How many albums is “a lot of albums”? Not to own, I mean—I’ve got around a hundred LPs, a number which most collectors would consider laughable. What I’m asking is how many full-length records must one make, before observers might observe, “That’s a lot of albums!” I guess it depends who you ask—Syd Lawrence managed about fifteen during his five-decade career, while Duke Ellington got to around two hundred.
Harry Allen’s body of work fits somewhere between these two, comprising around seventy discs as bandleader and dozens more as a sideman. Inducted into SOKA University of America’s Jazz Monsters Hall of Fame in 2020, the prolific saxophonist, arranger and producer from Washington D.C. has somehow found time in his busy recording schedule to tour worldwide, winning awards from jazz critics everywhere from New York to Tokyo.

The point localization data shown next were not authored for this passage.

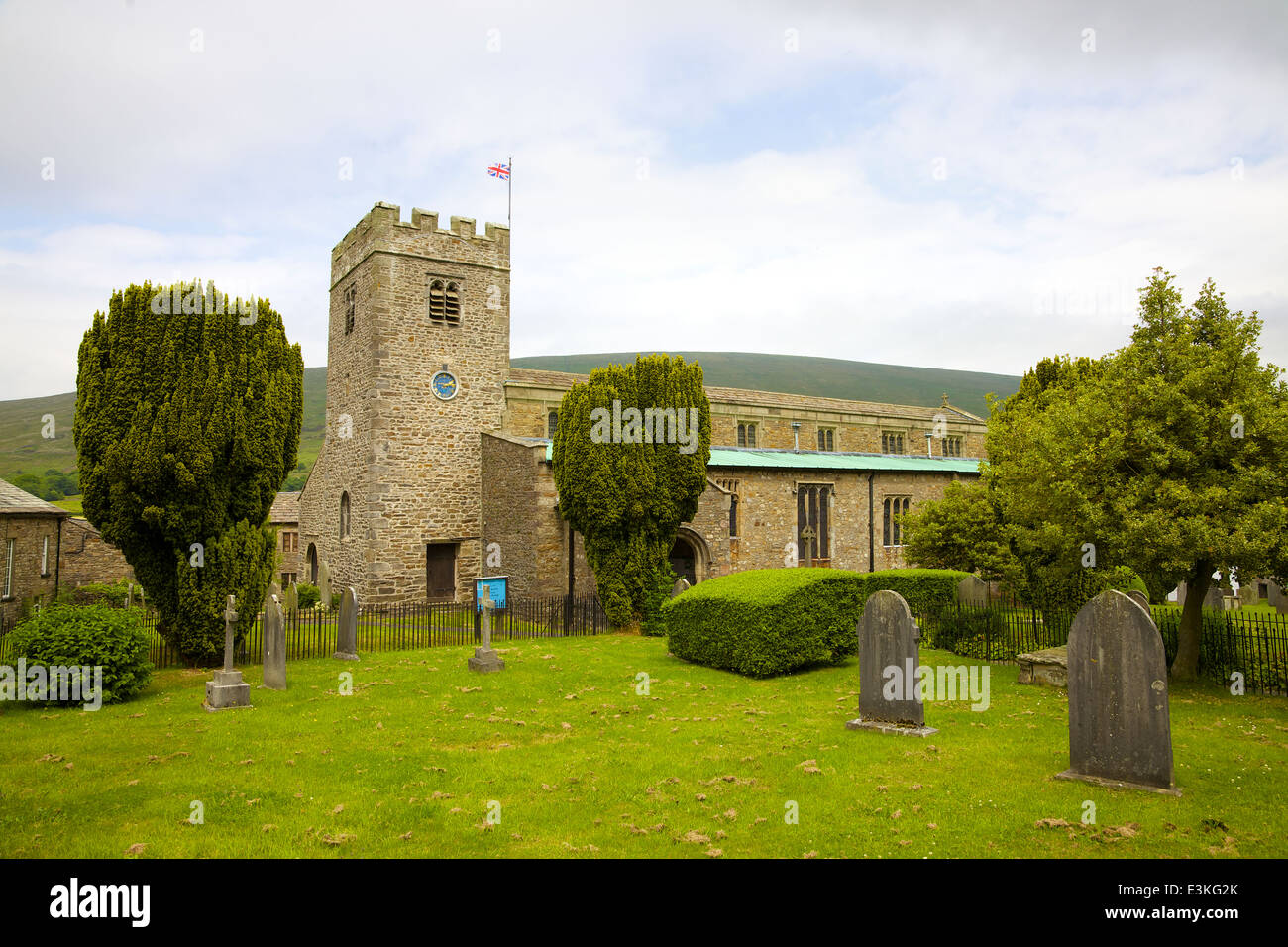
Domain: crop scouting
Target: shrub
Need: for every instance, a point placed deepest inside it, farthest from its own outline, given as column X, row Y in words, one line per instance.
column 309, row 594
column 768, row 621
column 89, row 635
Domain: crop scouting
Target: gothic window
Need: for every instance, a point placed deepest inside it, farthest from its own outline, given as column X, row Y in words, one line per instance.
column 892, row 442
column 893, row 508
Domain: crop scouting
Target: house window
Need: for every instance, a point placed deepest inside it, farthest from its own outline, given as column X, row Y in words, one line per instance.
column 812, row 523
column 441, row 570
column 892, row 442
column 893, row 508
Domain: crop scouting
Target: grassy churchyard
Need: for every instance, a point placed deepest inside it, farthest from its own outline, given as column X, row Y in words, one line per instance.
column 561, row 755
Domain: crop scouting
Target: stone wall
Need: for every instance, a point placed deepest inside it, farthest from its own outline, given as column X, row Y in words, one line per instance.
column 35, row 544
column 86, row 557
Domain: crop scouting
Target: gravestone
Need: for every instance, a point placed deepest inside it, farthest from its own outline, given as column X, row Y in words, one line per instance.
column 347, row 626
column 228, row 689
column 484, row 657
column 1140, row 599
column 1275, row 596
column 1120, row 729
column 888, row 669
column 325, row 585
column 973, row 590
column 274, row 644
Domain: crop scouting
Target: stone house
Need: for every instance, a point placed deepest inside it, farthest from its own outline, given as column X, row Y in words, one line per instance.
column 436, row 466
column 44, row 549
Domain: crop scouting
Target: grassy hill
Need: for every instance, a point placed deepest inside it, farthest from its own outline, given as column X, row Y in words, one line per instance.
column 24, row 450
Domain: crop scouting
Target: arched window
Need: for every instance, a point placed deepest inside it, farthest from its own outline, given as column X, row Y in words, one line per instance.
column 454, row 304
column 437, row 296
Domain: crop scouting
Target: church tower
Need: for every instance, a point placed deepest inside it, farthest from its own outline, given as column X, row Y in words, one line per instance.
column 419, row 354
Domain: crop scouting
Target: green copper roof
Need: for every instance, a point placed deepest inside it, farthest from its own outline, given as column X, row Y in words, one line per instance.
column 820, row 460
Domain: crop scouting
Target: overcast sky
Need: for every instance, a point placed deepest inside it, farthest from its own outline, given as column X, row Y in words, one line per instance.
column 949, row 184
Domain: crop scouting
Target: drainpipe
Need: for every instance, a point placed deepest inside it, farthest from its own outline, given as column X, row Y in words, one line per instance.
column 872, row 553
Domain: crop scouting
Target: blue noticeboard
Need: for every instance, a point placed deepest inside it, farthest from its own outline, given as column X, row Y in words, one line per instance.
column 496, row 586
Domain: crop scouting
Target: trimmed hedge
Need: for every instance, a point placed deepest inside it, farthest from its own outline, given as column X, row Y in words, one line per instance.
column 89, row 635
column 773, row 621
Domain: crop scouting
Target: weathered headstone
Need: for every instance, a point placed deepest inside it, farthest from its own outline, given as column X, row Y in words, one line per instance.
column 325, row 585
column 274, row 644
column 1275, row 596
column 484, row 659
column 888, row 669
column 1120, row 729
column 973, row 590
column 228, row 689
column 347, row 626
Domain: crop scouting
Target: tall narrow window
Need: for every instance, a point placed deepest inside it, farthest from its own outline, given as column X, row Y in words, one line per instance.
column 812, row 523
column 452, row 304
column 437, row 299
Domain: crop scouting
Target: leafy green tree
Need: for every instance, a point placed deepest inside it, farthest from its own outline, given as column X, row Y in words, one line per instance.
column 187, row 423
column 1168, row 457
column 625, row 489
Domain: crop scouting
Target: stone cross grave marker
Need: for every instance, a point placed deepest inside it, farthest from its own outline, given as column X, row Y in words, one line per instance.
column 888, row 669
column 973, row 590
column 484, row 659
column 228, row 689
column 1120, row 729
column 274, row 644
column 347, row 626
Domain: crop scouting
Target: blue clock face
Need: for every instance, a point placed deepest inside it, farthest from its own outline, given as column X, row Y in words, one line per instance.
column 445, row 385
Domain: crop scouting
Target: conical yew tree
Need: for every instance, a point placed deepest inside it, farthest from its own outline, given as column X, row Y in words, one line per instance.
column 188, row 411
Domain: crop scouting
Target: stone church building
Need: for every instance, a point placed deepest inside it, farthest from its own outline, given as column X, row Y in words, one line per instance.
column 436, row 467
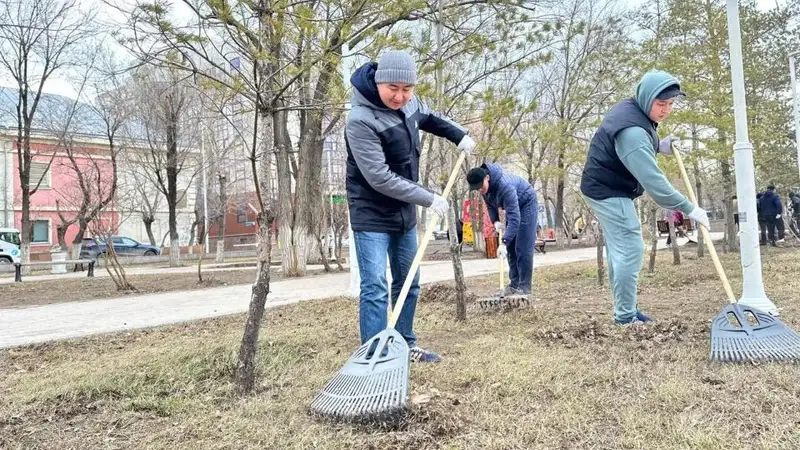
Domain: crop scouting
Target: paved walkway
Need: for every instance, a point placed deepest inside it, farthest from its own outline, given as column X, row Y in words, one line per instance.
column 208, row 266
column 76, row 319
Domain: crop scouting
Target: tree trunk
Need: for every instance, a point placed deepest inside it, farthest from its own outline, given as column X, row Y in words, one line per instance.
column 701, row 248
column 559, row 222
column 547, row 209
column 172, row 188
column 77, row 241
column 26, row 230
column 653, row 239
column 458, row 270
column 322, row 252
column 287, row 233
column 219, row 257
column 426, row 179
column 61, row 233
column 338, row 249
column 245, row 371
column 676, row 251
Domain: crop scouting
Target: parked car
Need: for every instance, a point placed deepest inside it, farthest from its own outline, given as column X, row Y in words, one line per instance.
column 124, row 246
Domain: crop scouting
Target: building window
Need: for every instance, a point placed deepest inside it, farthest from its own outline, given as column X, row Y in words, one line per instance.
column 241, row 213
column 39, row 171
column 41, row 232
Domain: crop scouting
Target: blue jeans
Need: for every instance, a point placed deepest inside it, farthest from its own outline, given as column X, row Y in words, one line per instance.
column 371, row 251
column 520, row 250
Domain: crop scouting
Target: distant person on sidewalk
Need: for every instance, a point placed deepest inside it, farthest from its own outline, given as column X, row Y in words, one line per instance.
column 620, row 166
column 772, row 209
column 383, row 149
column 517, row 197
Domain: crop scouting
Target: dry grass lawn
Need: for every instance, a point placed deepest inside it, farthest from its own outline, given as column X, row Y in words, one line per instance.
column 556, row 375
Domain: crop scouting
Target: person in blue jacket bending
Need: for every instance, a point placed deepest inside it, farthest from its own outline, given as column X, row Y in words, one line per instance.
column 620, row 166
column 518, row 199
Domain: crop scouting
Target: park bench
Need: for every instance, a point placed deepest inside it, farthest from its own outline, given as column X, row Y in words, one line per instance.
column 18, row 266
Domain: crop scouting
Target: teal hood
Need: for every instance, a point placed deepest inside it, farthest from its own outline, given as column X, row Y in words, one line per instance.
column 651, row 84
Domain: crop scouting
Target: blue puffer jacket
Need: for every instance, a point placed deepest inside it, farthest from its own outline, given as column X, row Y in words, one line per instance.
column 512, row 193
column 770, row 204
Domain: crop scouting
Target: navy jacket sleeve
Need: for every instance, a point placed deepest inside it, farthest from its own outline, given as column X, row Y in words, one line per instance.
column 435, row 123
column 510, row 204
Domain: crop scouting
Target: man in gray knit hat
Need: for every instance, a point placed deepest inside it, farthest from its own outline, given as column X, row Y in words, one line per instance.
column 383, row 148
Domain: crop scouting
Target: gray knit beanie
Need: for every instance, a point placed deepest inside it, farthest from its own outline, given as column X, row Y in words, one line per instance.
column 396, row 66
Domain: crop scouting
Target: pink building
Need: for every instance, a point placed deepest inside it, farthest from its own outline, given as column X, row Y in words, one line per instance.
column 59, row 189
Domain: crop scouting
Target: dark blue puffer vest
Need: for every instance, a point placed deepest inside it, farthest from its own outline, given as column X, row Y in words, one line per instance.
column 604, row 175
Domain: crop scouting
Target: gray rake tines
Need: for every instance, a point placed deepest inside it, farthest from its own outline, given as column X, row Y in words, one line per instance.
column 509, row 302
column 735, row 339
column 370, row 388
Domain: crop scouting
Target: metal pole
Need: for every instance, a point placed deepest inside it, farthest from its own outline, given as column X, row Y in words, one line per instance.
column 753, row 285
column 795, row 108
column 331, row 241
column 205, row 188
column 355, row 278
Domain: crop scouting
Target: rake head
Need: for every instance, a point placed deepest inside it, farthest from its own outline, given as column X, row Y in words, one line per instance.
column 372, row 386
column 743, row 333
column 503, row 302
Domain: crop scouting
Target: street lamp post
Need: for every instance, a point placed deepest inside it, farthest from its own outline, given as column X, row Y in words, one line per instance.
column 355, row 278
column 752, row 283
column 795, row 107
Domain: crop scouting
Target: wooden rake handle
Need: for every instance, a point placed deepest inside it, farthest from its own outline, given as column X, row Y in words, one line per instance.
column 401, row 299
column 706, row 235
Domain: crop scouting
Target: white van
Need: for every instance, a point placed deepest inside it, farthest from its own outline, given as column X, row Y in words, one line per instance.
column 9, row 246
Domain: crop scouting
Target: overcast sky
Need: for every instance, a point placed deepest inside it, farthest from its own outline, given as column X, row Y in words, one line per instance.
column 64, row 87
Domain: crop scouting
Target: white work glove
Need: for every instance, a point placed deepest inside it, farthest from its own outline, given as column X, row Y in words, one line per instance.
column 466, row 145
column 665, row 146
column 440, row 205
column 700, row 216
column 502, row 251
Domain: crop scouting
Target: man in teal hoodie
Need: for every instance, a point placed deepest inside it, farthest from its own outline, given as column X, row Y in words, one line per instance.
column 620, row 166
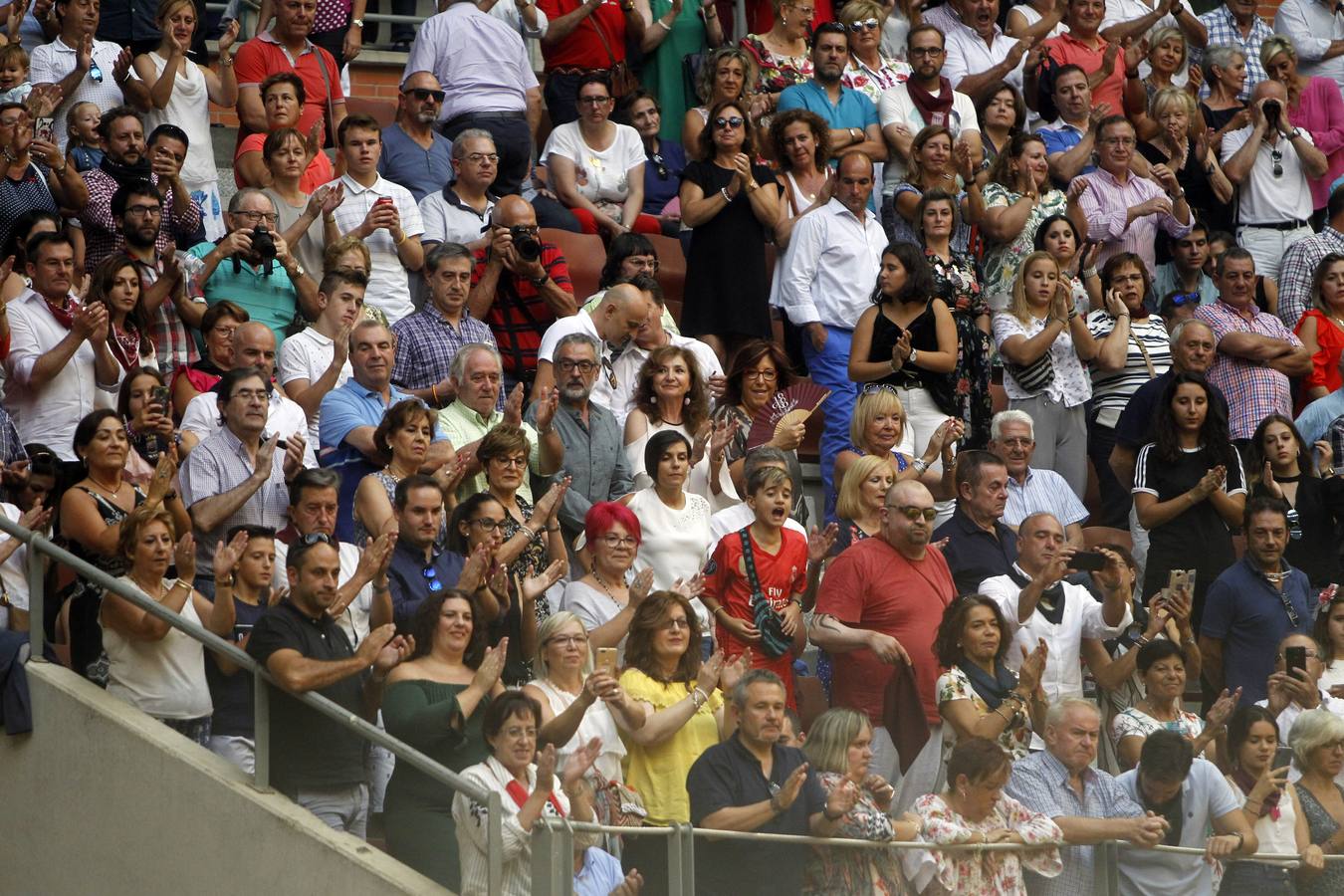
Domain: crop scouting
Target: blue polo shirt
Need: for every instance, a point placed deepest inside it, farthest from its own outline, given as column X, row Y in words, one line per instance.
column 1248, row 615
column 418, row 169
column 972, row 554
column 345, row 408
column 410, row 579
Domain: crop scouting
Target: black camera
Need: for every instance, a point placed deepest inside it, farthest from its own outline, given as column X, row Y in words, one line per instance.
column 527, row 246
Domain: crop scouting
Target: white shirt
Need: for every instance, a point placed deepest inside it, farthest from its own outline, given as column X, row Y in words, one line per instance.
column 626, row 371
column 1265, row 199
column 306, row 356
column 283, row 416
column 388, row 285
column 49, row 414
column 895, row 108
column 51, row 62
column 830, row 266
column 1082, row 618
column 599, row 176
column 580, row 323
column 1313, row 24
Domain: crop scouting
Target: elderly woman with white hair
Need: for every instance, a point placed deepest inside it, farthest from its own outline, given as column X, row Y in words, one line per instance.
column 1317, row 741
column 579, row 703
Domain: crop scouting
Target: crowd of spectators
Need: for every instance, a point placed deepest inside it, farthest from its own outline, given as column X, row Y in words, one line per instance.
column 351, row 414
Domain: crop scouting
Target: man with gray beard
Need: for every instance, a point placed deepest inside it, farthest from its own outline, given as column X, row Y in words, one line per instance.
column 593, row 443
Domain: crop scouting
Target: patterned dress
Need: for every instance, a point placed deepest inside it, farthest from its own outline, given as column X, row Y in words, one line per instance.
column 853, row 871
column 959, row 284
column 988, row 873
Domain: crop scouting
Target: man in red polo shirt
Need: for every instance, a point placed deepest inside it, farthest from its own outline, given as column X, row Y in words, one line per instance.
column 287, row 47
column 880, row 604
column 1106, row 68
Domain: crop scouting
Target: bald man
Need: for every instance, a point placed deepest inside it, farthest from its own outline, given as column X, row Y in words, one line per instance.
column 517, row 292
column 826, row 281
column 622, row 311
column 879, row 607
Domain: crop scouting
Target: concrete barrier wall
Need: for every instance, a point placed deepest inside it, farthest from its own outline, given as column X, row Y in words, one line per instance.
column 103, row 799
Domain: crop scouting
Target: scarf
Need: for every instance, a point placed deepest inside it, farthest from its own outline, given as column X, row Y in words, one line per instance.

But now his star has truly risen, for he finds himself at long last on my radar (he said, with tongue firmly in cheek). Much of Allen’s work has paid homage to the old masters—see Milo’s Illinois for instance, in which he and bassist Mike Karn revisit the eponymous Jaquet’s discography, or Under a Blanket of Blue, which reinterprets ten standards as tender sax/guitar duets—but the larger part has comprised original compositions, drawing inspiration from the kings of swing and bebop.